How we cite our quotes: (Page)
Quote #4
And what did it mean, that Nanny could be dismissed? Who else could be dismissed: could I be dismissed? Servants could be dismissed. Nanny wasn't a servant, but she wasn't a parent either. Were we, was I, more like a servant or a parent? Like Nanny? I think I felt that I occupied some marginal space, that I didn't belong quite at the center, where my parents and maybe even my siblings were. That I could be left out of things and maybe they wouldn't notice. (57)
This early memory highlights a kind of cultural and familial confusion Ahmed felt as a child. As a kid, she can't differentiate between family and paid help—especially since Nanny takes on the tasks that normally fall to a parent. Her relationship with Nanny also calls into question her relationship with the rest of the family.
She often feels isolated from her parents and siblings because she is left with Nanny. Ahmed's feeling of being left out or left behind might be mere childhood drama—or it might be something more. The sense that her mother never wanted her and the isolation of being left behind follows her well into adulthood.
Quote #5
I was fifteen. Like many girls that age, I was sure of one thing: I did not want to be like my mother. I was sure that I wasn't like her and would never grow up to be like her. I didn't want to think we were alike in anything, let alone in our deepest hearts' desires and didn't at all want to think that I might indeed be her daughter. (74)
Okay, ladies: you know how this feels. While most of us have rebelled against becoming like our moms (or dads), Ahmed's situation is further complicated by political and cultural issues. As a girl and young woman, Ahmed associated her mom with Arabic culture—something that Ahmed herself did not love.

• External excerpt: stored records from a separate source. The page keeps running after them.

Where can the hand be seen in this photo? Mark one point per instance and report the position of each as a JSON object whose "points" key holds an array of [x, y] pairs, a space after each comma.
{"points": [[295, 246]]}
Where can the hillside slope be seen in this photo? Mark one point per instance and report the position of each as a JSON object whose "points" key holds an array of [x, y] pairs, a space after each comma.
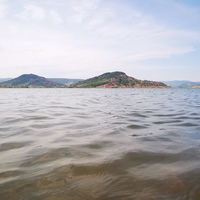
{"points": [[29, 80], [117, 80]]}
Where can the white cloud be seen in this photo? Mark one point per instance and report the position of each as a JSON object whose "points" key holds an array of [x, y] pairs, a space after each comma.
{"points": [[32, 12], [3, 8]]}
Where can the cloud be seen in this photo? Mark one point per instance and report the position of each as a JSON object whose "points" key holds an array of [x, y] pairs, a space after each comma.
{"points": [[32, 12], [3, 8]]}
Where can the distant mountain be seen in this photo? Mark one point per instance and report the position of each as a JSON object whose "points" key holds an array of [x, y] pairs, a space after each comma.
{"points": [[117, 80], [64, 81], [181, 84], [195, 86], [4, 79], [29, 80]]}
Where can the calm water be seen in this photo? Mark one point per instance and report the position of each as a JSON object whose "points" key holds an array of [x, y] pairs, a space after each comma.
{"points": [[103, 144]]}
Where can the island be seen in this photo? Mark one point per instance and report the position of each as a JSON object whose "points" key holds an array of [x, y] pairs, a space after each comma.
{"points": [[106, 80]]}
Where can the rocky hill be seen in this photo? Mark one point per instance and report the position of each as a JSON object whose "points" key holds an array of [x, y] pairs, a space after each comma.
{"points": [[117, 80], [29, 80]]}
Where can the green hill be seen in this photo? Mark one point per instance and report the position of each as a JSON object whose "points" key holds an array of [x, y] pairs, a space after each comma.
{"points": [[29, 80], [117, 80]]}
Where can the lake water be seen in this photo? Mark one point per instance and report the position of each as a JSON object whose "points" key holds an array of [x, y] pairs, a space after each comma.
{"points": [[102, 144]]}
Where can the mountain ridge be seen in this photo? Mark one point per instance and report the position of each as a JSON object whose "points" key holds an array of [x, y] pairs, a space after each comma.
{"points": [[117, 80], [29, 80]]}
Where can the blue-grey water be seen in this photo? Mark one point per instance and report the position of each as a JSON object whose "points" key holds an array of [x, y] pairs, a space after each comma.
{"points": [[99, 144]]}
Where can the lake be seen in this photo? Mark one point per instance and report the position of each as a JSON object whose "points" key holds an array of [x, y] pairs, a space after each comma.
{"points": [[100, 144]]}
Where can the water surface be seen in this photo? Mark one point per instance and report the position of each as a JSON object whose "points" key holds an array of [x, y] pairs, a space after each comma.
{"points": [[103, 144]]}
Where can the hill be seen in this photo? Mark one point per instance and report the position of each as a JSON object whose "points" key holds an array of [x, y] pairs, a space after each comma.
{"points": [[29, 80], [181, 84], [117, 80], [4, 79], [64, 81]]}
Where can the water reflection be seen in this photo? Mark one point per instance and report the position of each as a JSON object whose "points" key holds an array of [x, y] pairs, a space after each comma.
{"points": [[99, 144]]}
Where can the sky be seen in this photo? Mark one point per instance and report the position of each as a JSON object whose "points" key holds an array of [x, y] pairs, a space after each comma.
{"points": [[147, 39]]}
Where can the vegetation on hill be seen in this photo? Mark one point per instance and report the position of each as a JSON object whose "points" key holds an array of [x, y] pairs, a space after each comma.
{"points": [[64, 81], [117, 80], [29, 80]]}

And then she always viewed her mother as idle, lacking in ambition. Ahmed is thrown (and totally annoyed) when her mother confesses that she, too, wanted to be a writer. This seems to take the luster off of Ahmed's ambitions and her hardheaded disapproval of mom.
Quote #6
"You know how they say... 'The last grape in the bunch is always the sweetest?' That's what you are to us." For her to have sat contemplating me and saying these things, we must sometimes have sat in the same room, but I do not remember it. And now her words say to me that she must have been aware of my sadness and was trying to offer some consolation, whereas in my memory she simply did not bother with me at all, had made a scene about not leaving me in England because I was too young and had brought me home just to ignore me... (86)
Ahmed often entertains two versions of a past event to show how her interpretation of the moment has changed with time and knowledge. She'd always considered herself a sad and lonely child, unloved by her own mother. And that's exactly why this moment throws her so much. She has to admit that her perception of her mother's love is pretty far wide of the mark when she recalls this moment.
But that doesn't really help her resolve the sense that her mother didn't really want her or her lingering feelings of loneliness. Ahmed is left with a more complex understanding of her place in the family, but this is not necessarily helpful or comforting.